Bashir’s militarisation of tribes behind recent violence in Sudan’s Darfur
Two separate attacks on 16-17 January and 18 January claimed the lives of 250 people and left hundreds injured, with inter-communal violence around Krinding camp, West Darfur, spreading the next day to South Darfur’s Gereida locality, according to the UN refugee agency.
The clashes saw fighting between Masalit and Arab communities in Krinding, a displaced people camp, and between Falata and Reizigat tribes in the area around Gereida, a town some 85 kilometres south of Nyala, the state capital of South Darfur.
Houses were burnt in Krinding, located a few kilometres east of El Geneina, the capital of West Darfur, and thousands of displaced people fled the area, the UN Population Fund said in an update, describing how authorities stepped up presence of security forces and put in place a curfew.
“These incidents raise serious concerns about the imminent risk of further violence in Darfur, in an environment where decades-old ethnic and tribal tensions that were further stoked by the previous regime continue to fester,” said Ravina Shamdasani, a spokesperson for the UN High Commissioner for Human Rights, in a statement dated 22 January.
The attacks led to a total of 123,000 people fleeing for their lives, Stéphane Dujarric, a spokesperson for UN Secretary General, António Guterres, told journalists in New York on Monday.
Local media reported that authorities in West Darfur approved a security plan in the aftermath of the violence, with Sudanese government troops deployed in and around El Geneina.

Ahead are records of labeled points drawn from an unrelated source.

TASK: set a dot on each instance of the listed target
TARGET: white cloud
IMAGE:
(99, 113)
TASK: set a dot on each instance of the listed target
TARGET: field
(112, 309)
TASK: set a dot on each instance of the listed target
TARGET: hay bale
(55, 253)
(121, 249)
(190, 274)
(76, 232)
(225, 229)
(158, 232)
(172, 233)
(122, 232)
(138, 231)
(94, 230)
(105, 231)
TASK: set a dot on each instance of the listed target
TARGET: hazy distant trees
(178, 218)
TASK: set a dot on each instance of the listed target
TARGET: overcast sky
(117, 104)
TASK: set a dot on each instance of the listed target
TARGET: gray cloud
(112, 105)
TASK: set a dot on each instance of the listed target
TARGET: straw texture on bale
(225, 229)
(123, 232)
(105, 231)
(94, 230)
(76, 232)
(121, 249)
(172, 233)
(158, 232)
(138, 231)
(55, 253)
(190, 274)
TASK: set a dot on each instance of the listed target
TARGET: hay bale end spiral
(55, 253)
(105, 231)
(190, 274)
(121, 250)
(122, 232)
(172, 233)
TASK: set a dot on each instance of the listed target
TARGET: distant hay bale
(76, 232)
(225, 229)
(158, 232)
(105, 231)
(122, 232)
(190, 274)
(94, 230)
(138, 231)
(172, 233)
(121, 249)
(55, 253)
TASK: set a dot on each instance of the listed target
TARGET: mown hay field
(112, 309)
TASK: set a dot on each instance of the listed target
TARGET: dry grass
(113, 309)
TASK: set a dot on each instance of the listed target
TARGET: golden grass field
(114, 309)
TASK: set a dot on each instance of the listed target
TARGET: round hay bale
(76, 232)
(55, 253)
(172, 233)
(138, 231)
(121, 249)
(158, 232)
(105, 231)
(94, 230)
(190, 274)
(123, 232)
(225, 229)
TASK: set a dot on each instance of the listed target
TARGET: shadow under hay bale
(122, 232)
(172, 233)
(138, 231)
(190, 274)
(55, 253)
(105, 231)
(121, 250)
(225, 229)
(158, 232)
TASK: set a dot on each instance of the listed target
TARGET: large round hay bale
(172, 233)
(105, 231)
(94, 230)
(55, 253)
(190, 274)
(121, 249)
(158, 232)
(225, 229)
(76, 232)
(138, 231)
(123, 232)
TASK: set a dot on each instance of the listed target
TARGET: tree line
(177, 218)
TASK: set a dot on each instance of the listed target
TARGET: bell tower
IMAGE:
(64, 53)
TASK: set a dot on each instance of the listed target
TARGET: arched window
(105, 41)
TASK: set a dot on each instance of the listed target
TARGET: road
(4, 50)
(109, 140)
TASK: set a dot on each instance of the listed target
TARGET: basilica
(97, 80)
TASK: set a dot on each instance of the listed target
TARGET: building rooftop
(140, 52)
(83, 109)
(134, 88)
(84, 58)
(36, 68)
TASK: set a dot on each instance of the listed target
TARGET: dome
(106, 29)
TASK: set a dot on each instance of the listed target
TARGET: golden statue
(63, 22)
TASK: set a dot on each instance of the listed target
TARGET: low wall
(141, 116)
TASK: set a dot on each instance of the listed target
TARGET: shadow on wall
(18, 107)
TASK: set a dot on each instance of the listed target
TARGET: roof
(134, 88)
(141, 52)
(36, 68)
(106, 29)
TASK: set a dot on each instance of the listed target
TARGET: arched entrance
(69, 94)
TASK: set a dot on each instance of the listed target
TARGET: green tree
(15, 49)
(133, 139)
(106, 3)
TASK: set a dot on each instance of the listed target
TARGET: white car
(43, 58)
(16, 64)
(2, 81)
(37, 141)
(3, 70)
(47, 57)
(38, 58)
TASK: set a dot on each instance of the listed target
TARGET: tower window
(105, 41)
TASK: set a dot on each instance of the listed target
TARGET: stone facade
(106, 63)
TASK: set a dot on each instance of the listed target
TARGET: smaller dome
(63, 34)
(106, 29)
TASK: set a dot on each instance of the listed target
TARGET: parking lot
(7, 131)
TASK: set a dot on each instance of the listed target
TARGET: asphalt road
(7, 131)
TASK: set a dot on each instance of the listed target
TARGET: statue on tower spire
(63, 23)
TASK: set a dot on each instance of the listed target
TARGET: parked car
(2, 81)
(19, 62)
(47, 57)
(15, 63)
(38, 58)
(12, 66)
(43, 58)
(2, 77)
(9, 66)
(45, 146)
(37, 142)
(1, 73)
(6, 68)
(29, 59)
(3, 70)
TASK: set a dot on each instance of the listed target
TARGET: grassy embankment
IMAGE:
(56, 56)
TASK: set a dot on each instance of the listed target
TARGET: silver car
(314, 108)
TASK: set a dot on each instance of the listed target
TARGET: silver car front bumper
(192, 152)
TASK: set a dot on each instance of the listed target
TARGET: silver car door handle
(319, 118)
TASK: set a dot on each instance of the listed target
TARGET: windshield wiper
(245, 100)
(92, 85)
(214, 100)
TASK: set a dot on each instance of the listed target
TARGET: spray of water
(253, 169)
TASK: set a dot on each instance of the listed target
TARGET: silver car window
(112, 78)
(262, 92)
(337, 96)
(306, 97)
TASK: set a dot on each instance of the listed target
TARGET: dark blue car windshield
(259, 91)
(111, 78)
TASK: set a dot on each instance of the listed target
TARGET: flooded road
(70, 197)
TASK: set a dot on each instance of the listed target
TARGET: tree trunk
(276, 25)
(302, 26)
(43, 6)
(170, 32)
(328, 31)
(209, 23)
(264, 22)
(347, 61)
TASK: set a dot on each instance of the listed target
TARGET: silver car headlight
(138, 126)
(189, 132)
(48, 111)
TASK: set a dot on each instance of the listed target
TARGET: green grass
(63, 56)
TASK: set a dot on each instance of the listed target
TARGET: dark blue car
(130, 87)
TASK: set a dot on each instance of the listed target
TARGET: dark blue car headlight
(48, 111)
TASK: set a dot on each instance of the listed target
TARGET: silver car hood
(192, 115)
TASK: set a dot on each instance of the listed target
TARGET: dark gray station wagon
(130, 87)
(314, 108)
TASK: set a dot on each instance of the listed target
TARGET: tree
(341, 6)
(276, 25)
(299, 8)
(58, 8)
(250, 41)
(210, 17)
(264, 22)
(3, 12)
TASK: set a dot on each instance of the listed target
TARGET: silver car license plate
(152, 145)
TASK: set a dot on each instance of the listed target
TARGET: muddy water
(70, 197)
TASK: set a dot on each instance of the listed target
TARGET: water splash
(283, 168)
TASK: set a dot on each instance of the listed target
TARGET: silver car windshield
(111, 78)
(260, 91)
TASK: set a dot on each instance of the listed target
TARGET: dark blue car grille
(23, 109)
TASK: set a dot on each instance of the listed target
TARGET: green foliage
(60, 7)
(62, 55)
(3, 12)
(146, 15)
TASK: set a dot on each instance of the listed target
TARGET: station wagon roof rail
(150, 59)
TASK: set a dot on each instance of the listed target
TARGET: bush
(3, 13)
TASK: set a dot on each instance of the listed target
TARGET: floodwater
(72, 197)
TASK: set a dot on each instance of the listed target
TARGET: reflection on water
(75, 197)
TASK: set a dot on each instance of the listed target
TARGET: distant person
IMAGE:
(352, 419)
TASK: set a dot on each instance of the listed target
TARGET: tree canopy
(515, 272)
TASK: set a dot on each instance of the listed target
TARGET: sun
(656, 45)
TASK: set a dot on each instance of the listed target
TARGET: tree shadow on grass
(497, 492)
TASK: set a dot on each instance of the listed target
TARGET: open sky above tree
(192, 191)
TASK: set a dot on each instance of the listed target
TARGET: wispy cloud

Human rights groups have previously documented interethnic violence at the Krinding camp in December 2019, with fighting between the Masalit and Arab communities.
The recent violence can be attributed to the previous government’s strategy of managing insurgency in Darfur through the militarisation of local tribes, according to some analysts.
"Over 30 years, major tribes were armed and trained by the government, and they were allowed to have their own militia, so there is a sense of autonomy for each particular group," said Suleiman Baldo, a senior advisor at The Sentry, a non-profit organisation based in Washington DC working on conflict.
The deposed President Omar al-Bashir used different groups to counter the challenge from Darfuri rebel groups.
Many of these groups were integrated into the notorious Janjaweed militia, known for human rights abuses under Bashir, and the Rapid Support Forces, a paramilitary operation that grew out of the Janjaweed, according to Baldo.
The makeup or recruitment of local security forces and how they are aligned is a key factor in perpetuating violence and reprisal attacks, he added.
“The government has to send in reinforcements of forces that are not from the region because those in the region are compromised,” Baldo told this week’s Africa Calling podcast.
Veteran Sudan watcher Eric Reeves criticised the response by the authorities on social media, describing the violence as “ominous,” blaming an “oblivious” international community and drawdown of United Nations-African Union Mission in Darfur (UNAMID).
“The military response has been deliberately weak and belated,” Reeves, an expert at the Rift Valley Institute think-tank wrote on social media.
“South Darfur also reports vicious ethnic violence. UNAMID withdrawal is complete,” he added, referring to the withdrawal of the peacekeeping mission, which is taking place over the six months until 30 June 2021.
He said conflict in Darfur exists on several levels, citing local disputes over resources like land and water, disagreements between political movements and the authorities, and competition between major ethnic groups.
“What you actually need is social peace,” said Baldo. “This has yet to happen and that’s why you are seeing an intensification of violence in Darfur.”